As I looked forward to a nice long weekend in the sun, New York City gave us all the rain (and cold wind) it could muster. So, I had no choice but to dig out my sweatshirt and settle in for excellent television, instead. (Oh, well!) Here are the shows that held my attention all weekend…
I’d been looking forward to this show for weeks — so much that some friends and I had a soul-food brunch to celebrate its arrival. Based on the book by the same name, High On the Hog joins Stephen Satterfield with food experts of the African diaspora, including author and food writer Jessica B. Harris and culinary historian Michael W. Twitty. The series begins in West Africa in the country of Benin, one of the ports for the Transatlantic slave trade. This was perhaps the most gripping segment to me, looking at the types of meals Beninians enjoyed and passed down before they were ripped from their homes. Besides the recipes themselves, this show explores the nuances of Black individuals addressing the emotional impact of their vanished pasts and the new traditions and cuisine enslaved Africans brought to the South.
The first season of Special surprised me. It was so smartly written and important, I wondered why everyone wasn’t going crazy for it. When season two came out, I was thrilled. Creator Ryan O’Connell plays himself in a semi-autobiographical role — a gay man with cerebral palsy, learning to juggle a writing career, dating and friendship, as well as creating a more healthy/less dependent relationship to his mom. It’s complicated, beautiful and very funny. Season two continues Ryan’s path of self-discovery, and dives more deeply into some of the isolation he experienced as a child with a disability. He also seeks out a support group of disabled individuals who call themselves ‘The Crips.’ Ryan’s best friend, Kim, is played by Punam Patel; her confidence can’t be faked, nor can her straight-forward humor. One laugh-out-loud moment is when she, Ryan, and Ryan’s boyfriend recite the ‘Why is no one reaaaddyy??’ line from The Devil Wears Prada, because they’re running late for a trip. It’s perfect.
Master of None did what I wish a lot of shows would do — pass the mic to Black women. This season entitled ‘Moments In Love’ follows Lena Waithe’s character, Denise, through struggles with marriage, ambition, wealth, the decision to have kids or to not, and finding someone who feels like home. Naomi Ackie’s fearless, hopeful portrayal of Alicia, Denise’s wife, was my favorite part of the entire season. (I took so many screenshots of her flawless wardrobe!) I appreciated this season’s pivot toward Denise’s character, and the show’s departure from the previous two seasons, although they were great. Creator and usual main character, Aziz Ansari, only appears in the first two episodes and takes a quieter role as director.

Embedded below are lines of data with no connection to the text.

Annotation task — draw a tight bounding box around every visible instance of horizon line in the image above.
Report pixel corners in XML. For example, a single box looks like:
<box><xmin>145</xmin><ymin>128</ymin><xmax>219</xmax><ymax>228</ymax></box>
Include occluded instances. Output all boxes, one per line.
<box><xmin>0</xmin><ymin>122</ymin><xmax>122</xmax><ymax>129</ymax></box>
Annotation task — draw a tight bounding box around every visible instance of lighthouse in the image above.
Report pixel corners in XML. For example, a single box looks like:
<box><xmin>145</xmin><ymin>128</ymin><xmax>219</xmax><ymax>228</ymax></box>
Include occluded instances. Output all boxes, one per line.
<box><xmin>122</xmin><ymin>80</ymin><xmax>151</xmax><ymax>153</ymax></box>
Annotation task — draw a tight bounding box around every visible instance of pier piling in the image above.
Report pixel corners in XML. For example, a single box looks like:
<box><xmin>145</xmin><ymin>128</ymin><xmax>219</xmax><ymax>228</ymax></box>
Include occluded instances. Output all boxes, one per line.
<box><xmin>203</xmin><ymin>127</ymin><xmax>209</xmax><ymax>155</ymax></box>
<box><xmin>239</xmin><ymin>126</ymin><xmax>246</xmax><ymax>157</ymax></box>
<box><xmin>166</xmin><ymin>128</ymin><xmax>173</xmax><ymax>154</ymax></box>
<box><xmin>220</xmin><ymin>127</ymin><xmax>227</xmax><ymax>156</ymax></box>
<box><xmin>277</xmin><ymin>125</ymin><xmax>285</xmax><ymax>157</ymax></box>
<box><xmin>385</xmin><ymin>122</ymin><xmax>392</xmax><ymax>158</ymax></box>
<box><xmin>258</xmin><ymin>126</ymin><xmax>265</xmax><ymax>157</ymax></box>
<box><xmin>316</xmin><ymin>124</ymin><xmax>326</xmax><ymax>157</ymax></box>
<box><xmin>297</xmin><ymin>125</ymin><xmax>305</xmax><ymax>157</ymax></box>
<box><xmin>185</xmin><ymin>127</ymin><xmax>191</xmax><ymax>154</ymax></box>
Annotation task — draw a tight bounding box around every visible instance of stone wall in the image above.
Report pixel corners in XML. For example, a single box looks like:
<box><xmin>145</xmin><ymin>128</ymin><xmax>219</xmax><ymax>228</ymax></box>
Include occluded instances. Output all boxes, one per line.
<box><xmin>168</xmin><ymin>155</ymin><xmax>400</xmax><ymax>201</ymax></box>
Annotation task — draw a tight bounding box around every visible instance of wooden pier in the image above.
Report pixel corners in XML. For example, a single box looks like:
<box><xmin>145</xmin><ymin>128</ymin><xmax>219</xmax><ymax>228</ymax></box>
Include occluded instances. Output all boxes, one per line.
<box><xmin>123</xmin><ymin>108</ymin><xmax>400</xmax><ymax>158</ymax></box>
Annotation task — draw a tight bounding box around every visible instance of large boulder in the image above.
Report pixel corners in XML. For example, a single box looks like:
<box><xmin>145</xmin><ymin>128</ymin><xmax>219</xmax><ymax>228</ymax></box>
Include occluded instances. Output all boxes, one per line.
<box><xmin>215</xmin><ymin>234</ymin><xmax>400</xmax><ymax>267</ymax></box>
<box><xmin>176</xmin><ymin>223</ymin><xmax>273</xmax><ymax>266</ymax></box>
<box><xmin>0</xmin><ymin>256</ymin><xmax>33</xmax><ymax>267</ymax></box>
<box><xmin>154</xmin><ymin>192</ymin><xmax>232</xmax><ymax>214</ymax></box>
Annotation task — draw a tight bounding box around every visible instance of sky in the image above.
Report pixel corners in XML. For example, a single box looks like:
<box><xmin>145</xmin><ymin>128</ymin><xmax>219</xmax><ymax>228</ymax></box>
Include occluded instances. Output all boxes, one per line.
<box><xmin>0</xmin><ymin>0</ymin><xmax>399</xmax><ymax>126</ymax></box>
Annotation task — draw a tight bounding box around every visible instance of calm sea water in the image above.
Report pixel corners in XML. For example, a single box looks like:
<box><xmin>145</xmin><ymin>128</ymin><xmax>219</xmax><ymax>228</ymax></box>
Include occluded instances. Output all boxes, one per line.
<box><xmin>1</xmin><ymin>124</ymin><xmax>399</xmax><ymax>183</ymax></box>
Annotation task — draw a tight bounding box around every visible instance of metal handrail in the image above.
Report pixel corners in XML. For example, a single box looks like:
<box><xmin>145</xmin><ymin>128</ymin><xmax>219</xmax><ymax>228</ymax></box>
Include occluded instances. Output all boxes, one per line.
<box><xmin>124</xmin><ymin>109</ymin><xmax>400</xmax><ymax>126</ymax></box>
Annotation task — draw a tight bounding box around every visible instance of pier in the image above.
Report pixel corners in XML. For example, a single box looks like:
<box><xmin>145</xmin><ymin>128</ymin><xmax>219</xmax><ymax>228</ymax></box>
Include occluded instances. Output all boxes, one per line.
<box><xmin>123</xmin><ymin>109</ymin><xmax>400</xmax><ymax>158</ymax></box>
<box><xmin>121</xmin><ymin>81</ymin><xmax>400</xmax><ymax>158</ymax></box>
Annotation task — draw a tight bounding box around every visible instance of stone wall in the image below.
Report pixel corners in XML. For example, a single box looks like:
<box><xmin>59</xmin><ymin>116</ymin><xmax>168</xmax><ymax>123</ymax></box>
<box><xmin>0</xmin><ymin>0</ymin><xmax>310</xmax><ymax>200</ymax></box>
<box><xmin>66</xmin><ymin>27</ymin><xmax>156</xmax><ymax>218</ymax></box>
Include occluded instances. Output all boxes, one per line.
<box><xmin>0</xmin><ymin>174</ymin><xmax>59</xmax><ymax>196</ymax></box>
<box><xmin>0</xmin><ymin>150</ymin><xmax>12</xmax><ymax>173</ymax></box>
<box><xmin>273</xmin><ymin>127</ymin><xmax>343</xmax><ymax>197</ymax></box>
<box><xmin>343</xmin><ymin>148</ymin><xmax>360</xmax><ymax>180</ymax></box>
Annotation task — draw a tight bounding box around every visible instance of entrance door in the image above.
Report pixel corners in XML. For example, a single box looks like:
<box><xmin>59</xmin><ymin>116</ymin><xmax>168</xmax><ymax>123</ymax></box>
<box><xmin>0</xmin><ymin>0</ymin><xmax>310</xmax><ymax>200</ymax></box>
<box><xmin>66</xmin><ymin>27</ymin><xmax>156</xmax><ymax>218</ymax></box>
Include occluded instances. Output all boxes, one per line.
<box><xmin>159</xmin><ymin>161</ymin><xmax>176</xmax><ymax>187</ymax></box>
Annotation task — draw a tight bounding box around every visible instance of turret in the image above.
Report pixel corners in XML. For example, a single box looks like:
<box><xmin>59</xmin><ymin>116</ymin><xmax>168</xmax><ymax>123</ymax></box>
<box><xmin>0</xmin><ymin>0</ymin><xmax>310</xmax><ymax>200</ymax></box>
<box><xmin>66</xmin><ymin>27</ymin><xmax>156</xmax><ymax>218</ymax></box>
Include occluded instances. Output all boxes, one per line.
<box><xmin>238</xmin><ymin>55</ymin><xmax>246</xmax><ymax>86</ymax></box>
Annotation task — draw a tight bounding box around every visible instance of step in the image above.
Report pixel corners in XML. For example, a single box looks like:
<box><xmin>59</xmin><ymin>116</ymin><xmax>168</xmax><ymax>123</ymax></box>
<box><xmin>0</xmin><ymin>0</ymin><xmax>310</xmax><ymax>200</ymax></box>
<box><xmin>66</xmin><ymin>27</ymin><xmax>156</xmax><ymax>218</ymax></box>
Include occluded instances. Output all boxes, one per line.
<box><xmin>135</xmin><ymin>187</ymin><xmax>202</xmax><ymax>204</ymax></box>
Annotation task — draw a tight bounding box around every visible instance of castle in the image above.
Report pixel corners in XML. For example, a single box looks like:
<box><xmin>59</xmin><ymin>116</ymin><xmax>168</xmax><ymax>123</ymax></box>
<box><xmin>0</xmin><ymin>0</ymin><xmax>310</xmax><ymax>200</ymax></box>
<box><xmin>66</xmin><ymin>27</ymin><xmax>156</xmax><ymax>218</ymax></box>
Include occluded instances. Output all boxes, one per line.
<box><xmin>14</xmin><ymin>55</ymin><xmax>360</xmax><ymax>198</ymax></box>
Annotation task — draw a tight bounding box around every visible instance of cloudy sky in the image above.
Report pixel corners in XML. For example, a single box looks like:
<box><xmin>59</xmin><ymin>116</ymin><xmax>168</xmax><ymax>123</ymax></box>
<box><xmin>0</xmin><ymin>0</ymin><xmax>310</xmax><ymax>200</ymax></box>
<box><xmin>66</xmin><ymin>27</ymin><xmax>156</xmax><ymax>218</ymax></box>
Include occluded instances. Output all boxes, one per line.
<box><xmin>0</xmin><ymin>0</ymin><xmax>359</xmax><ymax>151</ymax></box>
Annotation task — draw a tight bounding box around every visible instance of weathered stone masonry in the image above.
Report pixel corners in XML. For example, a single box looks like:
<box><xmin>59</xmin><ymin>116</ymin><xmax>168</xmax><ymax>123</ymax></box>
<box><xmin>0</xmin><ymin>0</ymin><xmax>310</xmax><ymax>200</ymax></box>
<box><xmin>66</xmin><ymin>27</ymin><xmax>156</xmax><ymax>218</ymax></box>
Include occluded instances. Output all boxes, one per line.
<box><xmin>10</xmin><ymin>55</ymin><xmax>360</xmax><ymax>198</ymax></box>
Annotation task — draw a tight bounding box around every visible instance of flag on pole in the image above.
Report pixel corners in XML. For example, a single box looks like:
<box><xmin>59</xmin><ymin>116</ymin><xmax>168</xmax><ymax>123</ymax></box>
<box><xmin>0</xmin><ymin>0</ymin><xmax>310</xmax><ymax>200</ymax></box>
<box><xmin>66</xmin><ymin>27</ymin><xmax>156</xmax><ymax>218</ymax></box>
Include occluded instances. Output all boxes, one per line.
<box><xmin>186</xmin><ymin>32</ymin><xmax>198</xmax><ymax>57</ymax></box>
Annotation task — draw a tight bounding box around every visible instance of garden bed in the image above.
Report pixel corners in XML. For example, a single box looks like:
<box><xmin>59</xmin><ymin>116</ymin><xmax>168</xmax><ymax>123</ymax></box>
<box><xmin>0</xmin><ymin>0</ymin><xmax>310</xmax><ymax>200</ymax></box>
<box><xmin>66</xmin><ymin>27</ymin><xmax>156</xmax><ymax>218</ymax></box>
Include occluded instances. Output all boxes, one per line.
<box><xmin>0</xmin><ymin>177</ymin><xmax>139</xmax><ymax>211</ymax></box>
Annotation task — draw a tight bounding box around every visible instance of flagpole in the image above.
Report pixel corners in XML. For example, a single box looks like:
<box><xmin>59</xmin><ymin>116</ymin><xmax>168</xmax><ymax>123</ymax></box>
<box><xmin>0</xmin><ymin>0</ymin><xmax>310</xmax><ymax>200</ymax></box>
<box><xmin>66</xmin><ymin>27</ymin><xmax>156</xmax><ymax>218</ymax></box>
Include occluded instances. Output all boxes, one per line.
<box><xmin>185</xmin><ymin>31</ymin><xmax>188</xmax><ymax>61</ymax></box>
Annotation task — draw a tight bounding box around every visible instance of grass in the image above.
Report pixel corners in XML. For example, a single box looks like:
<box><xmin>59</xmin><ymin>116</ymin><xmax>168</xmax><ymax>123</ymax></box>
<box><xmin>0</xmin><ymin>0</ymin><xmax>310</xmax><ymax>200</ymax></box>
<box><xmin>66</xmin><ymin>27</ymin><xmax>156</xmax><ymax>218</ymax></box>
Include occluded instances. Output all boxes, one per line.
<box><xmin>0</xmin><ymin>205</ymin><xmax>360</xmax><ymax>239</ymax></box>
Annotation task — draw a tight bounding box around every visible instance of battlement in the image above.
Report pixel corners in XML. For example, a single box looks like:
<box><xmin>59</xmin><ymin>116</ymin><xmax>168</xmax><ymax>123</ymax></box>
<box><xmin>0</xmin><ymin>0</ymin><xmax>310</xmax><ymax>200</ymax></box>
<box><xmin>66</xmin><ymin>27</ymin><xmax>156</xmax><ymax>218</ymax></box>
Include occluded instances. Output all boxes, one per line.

I‘d planned to watch the first episode and ended up watching the entire season in one night. I loved the voyeuristic feeling of peeking into someone’s private life, the quietest, most subtle moments. It’s my favorite season of the show yet; and I hope to see more Black love stories told in such tender, nuanced ways.
Anything I should add to my list? What’s a show you’ve watched lately?